Touching back on Paulo Freire’s Pedagogy of the Oppressed, it is crucial that educators act as guides on a learning journey, rather than teachers who disseminate information to pupils.  All classrooms and all students are unique in their specific learning styles including visual, auditory, and kinesthetic engagement. Classrooms should have access to a variety of activities to benefit different learning types and abilities.

Students all have different needs and should to be met where they are. Every student has unique skills and attributes that they can individually bring to their own education, and the greater learning of the community. In addition to hands-on learning, striking a balance between individual and cooperative work is key to simultaneously providing students with individual autonomy and collaborative skill building.

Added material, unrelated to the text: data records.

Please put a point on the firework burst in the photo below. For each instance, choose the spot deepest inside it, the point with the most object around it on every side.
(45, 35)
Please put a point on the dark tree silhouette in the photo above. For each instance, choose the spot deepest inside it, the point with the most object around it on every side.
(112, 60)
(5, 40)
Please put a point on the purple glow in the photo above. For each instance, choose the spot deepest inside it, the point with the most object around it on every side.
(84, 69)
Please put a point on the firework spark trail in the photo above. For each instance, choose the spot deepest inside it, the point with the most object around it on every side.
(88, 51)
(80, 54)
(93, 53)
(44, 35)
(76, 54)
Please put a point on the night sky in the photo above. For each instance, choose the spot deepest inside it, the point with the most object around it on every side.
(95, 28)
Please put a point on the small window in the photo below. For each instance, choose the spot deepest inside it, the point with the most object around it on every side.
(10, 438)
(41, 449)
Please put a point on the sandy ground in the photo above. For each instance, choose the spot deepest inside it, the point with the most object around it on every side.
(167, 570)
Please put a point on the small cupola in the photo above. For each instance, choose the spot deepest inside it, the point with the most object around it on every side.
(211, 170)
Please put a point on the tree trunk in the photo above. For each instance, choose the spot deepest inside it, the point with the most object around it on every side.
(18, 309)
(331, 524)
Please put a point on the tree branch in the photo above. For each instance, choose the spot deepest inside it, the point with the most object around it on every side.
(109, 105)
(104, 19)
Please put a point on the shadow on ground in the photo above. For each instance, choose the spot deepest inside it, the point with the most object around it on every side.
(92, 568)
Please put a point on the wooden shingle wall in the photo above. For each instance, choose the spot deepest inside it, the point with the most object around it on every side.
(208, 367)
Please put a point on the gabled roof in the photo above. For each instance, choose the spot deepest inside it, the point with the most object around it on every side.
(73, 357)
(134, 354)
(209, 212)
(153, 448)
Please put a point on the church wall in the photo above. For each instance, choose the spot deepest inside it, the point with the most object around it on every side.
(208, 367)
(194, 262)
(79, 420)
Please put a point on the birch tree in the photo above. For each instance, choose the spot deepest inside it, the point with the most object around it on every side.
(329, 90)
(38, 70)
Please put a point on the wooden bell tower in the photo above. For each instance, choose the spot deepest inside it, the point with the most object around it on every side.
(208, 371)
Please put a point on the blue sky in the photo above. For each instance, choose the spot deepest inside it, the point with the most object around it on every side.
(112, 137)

Activities that tie the curriculum back to self-reflection are also key to building emotional intelligence and awareness. For instance, in a recent course I led on food systems and sustaining the environment, I encouraged students to take an online quiz examining their personal consumption habits that presented them with an estimated carbon footprint. In this instance I wanted students to relate the material, readings on consumption and production, back to themselves so that they could further engage with the course concepts.

 

I strongly believe in community based learning where students are encouraged to develop tangible skills, demonstrate leadership abilities, and be facilitators and change makers in their communities, especially in co-operative agricultural environments.  Some of my inspiration to practice this outlook comes from my permaculture background and looking through a “problem is the solution” lens. In order to support this I always bring an open mind, positive attitude and gratitude to the classroom, alongside consistency, diligence, and warmth to my job in the hope that I can ultimately inspire students in their own trajectories of lifelong learning.

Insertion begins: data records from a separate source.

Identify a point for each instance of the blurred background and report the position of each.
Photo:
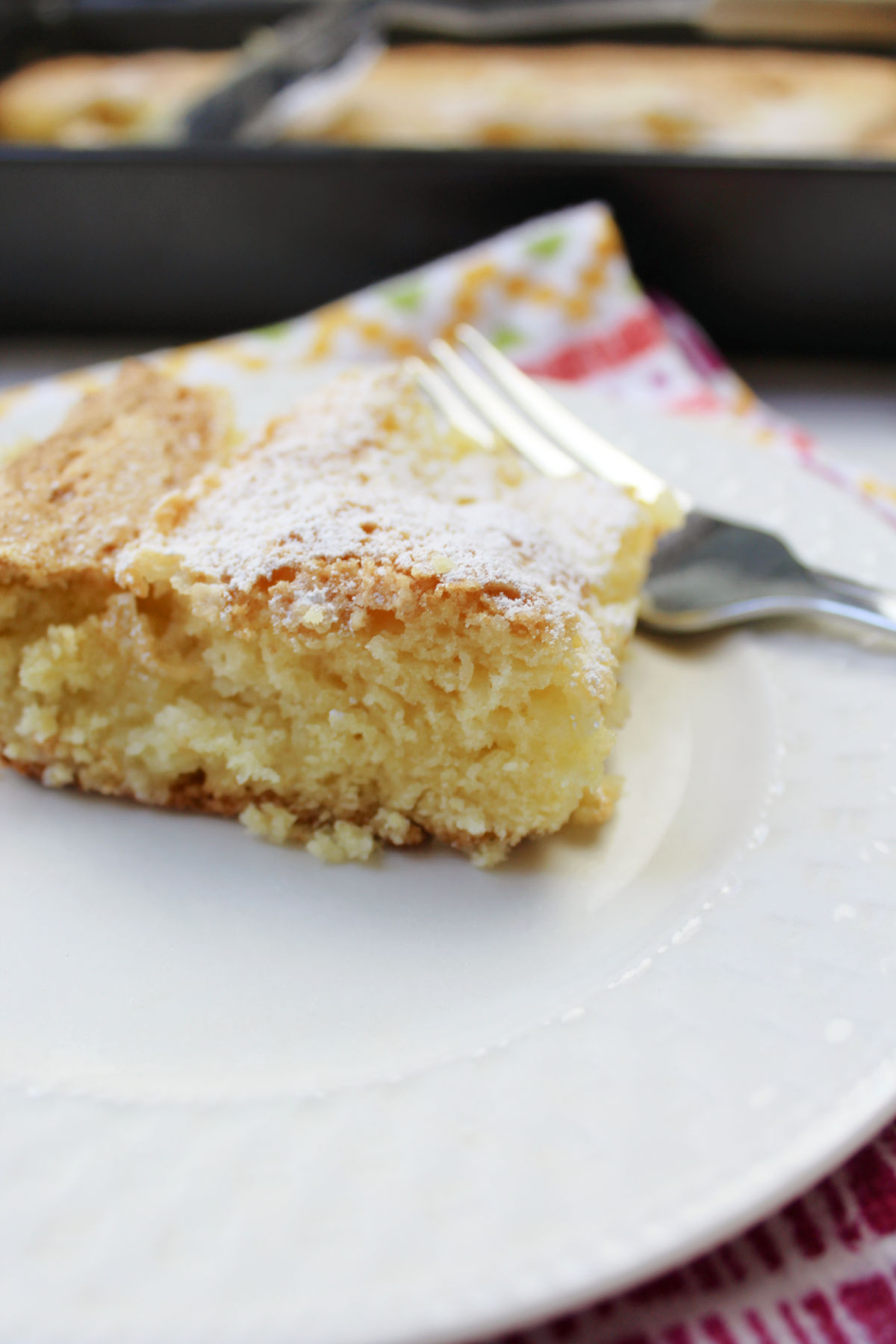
(193, 167)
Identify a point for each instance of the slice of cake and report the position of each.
(358, 628)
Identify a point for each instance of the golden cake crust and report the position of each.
(615, 96)
(70, 503)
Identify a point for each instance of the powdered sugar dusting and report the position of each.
(363, 482)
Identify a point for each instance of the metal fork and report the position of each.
(707, 573)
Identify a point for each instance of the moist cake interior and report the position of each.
(358, 628)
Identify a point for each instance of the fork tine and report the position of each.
(501, 416)
(455, 410)
(588, 448)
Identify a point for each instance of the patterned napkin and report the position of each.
(558, 296)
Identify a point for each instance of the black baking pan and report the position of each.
(781, 257)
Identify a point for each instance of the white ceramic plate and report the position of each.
(247, 1098)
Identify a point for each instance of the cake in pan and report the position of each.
(605, 96)
(588, 96)
(90, 101)
(358, 628)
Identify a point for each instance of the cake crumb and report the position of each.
(341, 843)
(267, 821)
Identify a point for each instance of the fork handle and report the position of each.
(853, 601)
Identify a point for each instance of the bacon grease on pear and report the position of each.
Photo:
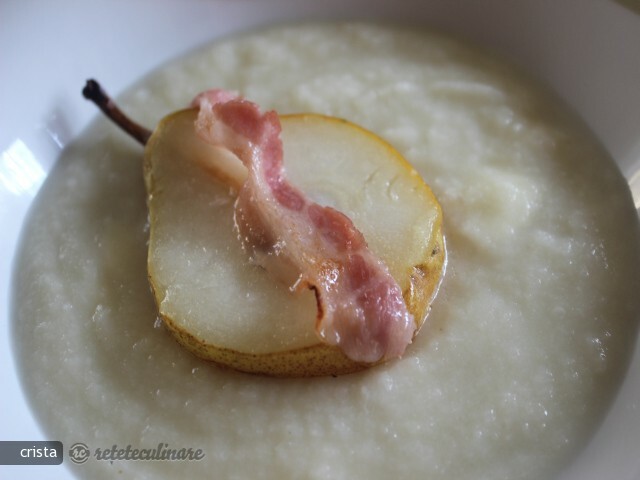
(360, 306)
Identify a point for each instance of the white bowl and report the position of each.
(587, 51)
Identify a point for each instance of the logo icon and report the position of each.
(79, 453)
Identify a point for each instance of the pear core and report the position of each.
(220, 305)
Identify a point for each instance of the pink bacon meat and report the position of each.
(360, 305)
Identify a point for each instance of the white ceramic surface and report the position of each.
(587, 50)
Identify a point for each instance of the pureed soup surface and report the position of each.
(529, 336)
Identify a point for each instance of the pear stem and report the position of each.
(94, 92)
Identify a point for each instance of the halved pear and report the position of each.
(222, 306)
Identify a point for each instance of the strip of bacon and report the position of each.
(360, 305)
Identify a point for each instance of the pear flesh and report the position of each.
(224, 307)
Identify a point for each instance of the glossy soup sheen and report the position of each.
(520, 356)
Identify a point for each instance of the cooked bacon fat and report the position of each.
(360, 305)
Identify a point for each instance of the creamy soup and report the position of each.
(521, 354)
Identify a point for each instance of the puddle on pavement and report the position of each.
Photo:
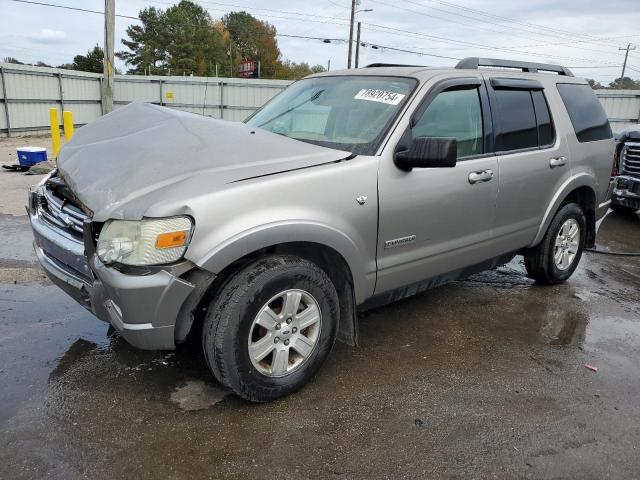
(197, 395)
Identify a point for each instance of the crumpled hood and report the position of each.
(115, 162)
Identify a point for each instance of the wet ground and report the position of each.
(481, 378)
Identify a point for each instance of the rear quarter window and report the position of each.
(585, 111)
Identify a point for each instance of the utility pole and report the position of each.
(107, 64)
(626, 55)
(358, 45)
(353, 15)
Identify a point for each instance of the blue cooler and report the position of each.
(28, 156)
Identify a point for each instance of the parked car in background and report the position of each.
(626, 194)
(349, 190)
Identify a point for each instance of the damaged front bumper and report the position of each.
(627, 192)
(143, 308)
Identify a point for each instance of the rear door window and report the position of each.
(517, 119)
(587, 115)
(546, 132)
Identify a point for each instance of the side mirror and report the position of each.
(428, 152)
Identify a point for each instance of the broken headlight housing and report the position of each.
(148, 241)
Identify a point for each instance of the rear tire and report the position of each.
(557, 256)
(267, 307)
(623, 209)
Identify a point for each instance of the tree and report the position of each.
(625, 83)
(594, 84)
(180, 40)
(147, 43)
(253, 39)
(91, 62)
(194, 46)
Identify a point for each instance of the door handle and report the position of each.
(481, 176)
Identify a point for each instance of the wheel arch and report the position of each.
(332, 261)
(580, 189)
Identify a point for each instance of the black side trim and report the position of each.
(515, 84)
(474, 62)
(429, 283)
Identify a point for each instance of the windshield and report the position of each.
(344, 112)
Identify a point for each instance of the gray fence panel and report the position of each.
(622, 107)
(31, 91)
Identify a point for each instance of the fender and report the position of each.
(271, 234)
(573, 182)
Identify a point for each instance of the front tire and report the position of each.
(555, 259)
(271, 327)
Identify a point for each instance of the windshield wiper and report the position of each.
(313, 97)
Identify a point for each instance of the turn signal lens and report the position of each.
(171, 239)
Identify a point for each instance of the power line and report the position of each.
(557, 32)
(376, 27)
(70, 8)
(469, 24)
(398, 31)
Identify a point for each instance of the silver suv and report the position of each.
(348, 190)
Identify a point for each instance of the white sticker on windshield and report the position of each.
(381, 96)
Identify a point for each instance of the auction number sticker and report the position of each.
(381, 96)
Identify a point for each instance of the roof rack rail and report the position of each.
(532, 67)
(380, 65)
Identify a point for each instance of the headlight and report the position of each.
(144, 242)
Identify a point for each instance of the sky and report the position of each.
(584, 35)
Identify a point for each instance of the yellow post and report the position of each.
(67, 121)
(55, 130)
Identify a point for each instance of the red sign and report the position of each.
(248, 69)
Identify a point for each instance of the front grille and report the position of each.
(631, 159)
(58, 207)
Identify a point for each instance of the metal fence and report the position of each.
(622, 107)
(28, 92)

Additional goals I have as a teacher are to leave students feeling inspired and with a “joie de vivre”, or joy of life, rather than the all too common narrative in education of students experiencing complacency and disempowerment. During my most recent class with Verto Education working with students in Costa Rica I have been able to accomplish this goal, particularly through having the outlets to pair classroom theory learning with fieldwork and local community engagement.

 

Engaging young people in reconnecting with their food systems and becoming conscious of their connectivity to the natural world is key to addressing our growing planetary challenges. We have a growing and urbanizing population, a changing climate, increasing challenges growing food, a depleting water supply, and a building disconnect to the environmental impacts of our current behaviors. One of my overarching objectives is fueling a fire in young people to reimagine systems, create community, and return to the land.

I left my students with this quote from Buckminster Fueller in our last seminar: “You never change things by fighting the existing reality. To change something, build a new model that makes the existing model obsolete.”